INDIANAPOLIS, Ind. – Monument Circle, empty.
No children at the Children’s Museum.
“Ann Dancing,” dancing all by herself.
These are just some of the images captured in a video by filmmaker Aaron Mitchell of “Capture Hour Productions,” an Indy-based video production company. Mitchell filmed the sights of some of Indy’s most well-known locations during the coronavirus pandemic.
The results are both beautiful and haunting.
Streets usually cluttered with vehicles and foot traffic are empty. Restaurants and entertainment venues typically packed with people sit idle. Stores bustling with shoppers are shuttered, their parking lots mostly vacant.
Mitchell originally posted the video on Vimeo, where it's gotten nearly 100,000 views as of this writing. It's simply titled "Quiet Indy."
Restaurants closed in response to Gov. Eric Holcomb’s March 16 statewide order. A week later, the governor imposed a stay-at-home order requiring nonessential businesses to shut down.
Mitchell drove through downtown and couldn’t believe what a “ghost town” it was.
“I've lived in Indianapolis since 2007 and I've never seen it like this. I've always believed in documenting history, especially during the dark times, so I knew that I had to film it,” Mitchell said. “I also knew that I had to film it in a hurry because I expected Gov. Holcomb to announce a stay-at-home order any day.”
Mitchell beat the clock on the governor’s order. He filmed downtown locations on Sunday, March 22; Monday, March 23; and Tuesday, March 24. The order went into effect on Wednesday, March 25.
As of March 30, the Indiana State Department of Health reported 1,786 cases of COVID-19 in Indiana, with 804 of those cases in Marion County. So far, 35 deaths have been reported.
“Indianapolis isn't a big, congested city like New York, Chicago, or Los Angeles, so I wasn't sure how much the coronavirus would impact us, or how soon,” Mitchell said. “But Indy was shut down at the same time as all other major cities, which is for the best, because Hoosiers have sadly had their share of coronavirus infections.”
While Mitchell conceded it was tough to see Indianapolis so somber, he’s confident Hoosiers will pull through.

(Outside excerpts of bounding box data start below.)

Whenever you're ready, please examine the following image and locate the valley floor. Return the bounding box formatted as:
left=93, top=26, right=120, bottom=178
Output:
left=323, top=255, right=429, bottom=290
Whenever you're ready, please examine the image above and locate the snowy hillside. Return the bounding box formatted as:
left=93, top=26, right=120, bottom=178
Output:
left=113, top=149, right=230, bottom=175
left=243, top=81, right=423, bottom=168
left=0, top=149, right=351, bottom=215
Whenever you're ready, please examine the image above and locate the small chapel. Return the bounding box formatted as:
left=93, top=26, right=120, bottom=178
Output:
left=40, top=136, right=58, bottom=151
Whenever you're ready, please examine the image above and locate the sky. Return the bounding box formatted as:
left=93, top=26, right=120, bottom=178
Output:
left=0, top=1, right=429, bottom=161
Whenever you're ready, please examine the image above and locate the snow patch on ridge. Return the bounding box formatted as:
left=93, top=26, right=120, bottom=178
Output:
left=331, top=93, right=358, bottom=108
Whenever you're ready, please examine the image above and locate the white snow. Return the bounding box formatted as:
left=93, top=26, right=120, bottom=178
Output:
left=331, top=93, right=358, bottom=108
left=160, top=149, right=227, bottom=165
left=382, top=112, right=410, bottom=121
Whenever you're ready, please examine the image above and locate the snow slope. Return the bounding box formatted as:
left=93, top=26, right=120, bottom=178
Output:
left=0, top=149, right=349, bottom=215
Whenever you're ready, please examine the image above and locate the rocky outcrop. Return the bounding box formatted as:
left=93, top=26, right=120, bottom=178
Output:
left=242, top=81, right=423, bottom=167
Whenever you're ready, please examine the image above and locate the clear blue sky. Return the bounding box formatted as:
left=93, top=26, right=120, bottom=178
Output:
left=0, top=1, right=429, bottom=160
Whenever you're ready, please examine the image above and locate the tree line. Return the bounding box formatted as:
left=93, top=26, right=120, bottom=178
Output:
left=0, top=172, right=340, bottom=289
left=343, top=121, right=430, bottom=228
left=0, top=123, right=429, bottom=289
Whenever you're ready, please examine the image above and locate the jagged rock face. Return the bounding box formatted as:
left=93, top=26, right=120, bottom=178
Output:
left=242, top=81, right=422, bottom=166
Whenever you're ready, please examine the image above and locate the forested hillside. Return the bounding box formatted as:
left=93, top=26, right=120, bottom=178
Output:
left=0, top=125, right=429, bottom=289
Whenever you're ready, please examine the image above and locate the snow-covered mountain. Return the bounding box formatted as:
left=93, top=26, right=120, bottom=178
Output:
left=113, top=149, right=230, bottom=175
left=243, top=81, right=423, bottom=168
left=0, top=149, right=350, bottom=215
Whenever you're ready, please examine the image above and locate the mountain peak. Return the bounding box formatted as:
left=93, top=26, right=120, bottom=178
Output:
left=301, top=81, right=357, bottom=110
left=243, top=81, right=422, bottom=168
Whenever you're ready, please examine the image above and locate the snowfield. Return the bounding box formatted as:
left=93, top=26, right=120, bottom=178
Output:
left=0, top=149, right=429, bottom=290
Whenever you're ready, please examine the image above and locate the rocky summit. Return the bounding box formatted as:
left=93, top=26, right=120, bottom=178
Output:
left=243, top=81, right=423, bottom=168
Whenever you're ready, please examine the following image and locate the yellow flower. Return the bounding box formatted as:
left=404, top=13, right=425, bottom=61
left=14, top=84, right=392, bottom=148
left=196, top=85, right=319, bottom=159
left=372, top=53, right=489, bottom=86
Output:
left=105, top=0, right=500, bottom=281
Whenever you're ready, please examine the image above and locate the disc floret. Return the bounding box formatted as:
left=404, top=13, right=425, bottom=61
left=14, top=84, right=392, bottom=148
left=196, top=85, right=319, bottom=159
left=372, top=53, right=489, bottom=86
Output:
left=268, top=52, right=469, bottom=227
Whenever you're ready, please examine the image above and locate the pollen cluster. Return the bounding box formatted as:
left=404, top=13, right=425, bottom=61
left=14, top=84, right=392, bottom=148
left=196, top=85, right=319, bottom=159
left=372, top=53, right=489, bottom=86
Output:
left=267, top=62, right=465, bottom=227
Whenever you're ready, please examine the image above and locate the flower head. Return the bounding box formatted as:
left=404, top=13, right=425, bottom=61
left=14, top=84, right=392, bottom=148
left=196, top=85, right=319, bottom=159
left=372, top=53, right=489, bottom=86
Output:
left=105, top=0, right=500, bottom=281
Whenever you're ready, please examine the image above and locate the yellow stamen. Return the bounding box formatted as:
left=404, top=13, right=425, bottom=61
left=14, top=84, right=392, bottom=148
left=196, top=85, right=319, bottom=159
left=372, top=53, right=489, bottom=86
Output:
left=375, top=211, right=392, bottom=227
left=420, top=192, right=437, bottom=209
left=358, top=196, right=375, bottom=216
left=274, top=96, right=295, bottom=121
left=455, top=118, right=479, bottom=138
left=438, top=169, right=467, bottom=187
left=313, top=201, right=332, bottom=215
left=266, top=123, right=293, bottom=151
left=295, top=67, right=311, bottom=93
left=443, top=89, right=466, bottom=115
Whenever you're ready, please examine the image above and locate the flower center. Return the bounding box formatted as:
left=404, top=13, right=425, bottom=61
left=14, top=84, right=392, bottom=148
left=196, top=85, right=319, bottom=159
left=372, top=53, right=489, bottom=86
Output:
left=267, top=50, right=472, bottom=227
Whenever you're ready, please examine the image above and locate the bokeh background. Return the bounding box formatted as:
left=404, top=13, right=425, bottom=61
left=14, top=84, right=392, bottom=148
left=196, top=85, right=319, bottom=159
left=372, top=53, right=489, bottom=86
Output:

“The people of Indianapolis are strong, and I have faith that we'll get through this. I also believe that this predicament is making Hoosiers realize how much they appreciate Indy, and they'll love it more than ever when things return to normal.”
The filmmaker called the shots of empty streets and businesses “heartbreaking.”
“Businesses that are the backbone of Indianapolis are now just abandoned buildings,” he said. “I never thought I'd see anything like this. I've been very active around Indianapolis since I moved here, and I purposely went to parts of the city that are known to always be full of people, and it felt surreal to not see a single soul. I have to keep reminding myself that this is real life and not a dream.”
Of all the shots, Mitchell said the one that gets to him the most is the empty JW Marriott parking lot. He’s filmed numerous events at the location, including weddings and corporate events. As an Uber driver, he’s picked up riders dozens of times.
“That lot was always overflowing with cars and people,” he noted.
“I remember being annoyed by the valets that would always approach my car like vultures, and I would always have to tell them that I'm an Uber driver,” he said. “But I appreciate the JW Marriott for all of the business that it brings to Indy, in addition to being a major part of our skyline. I'd love to be annoyed by the valets again.”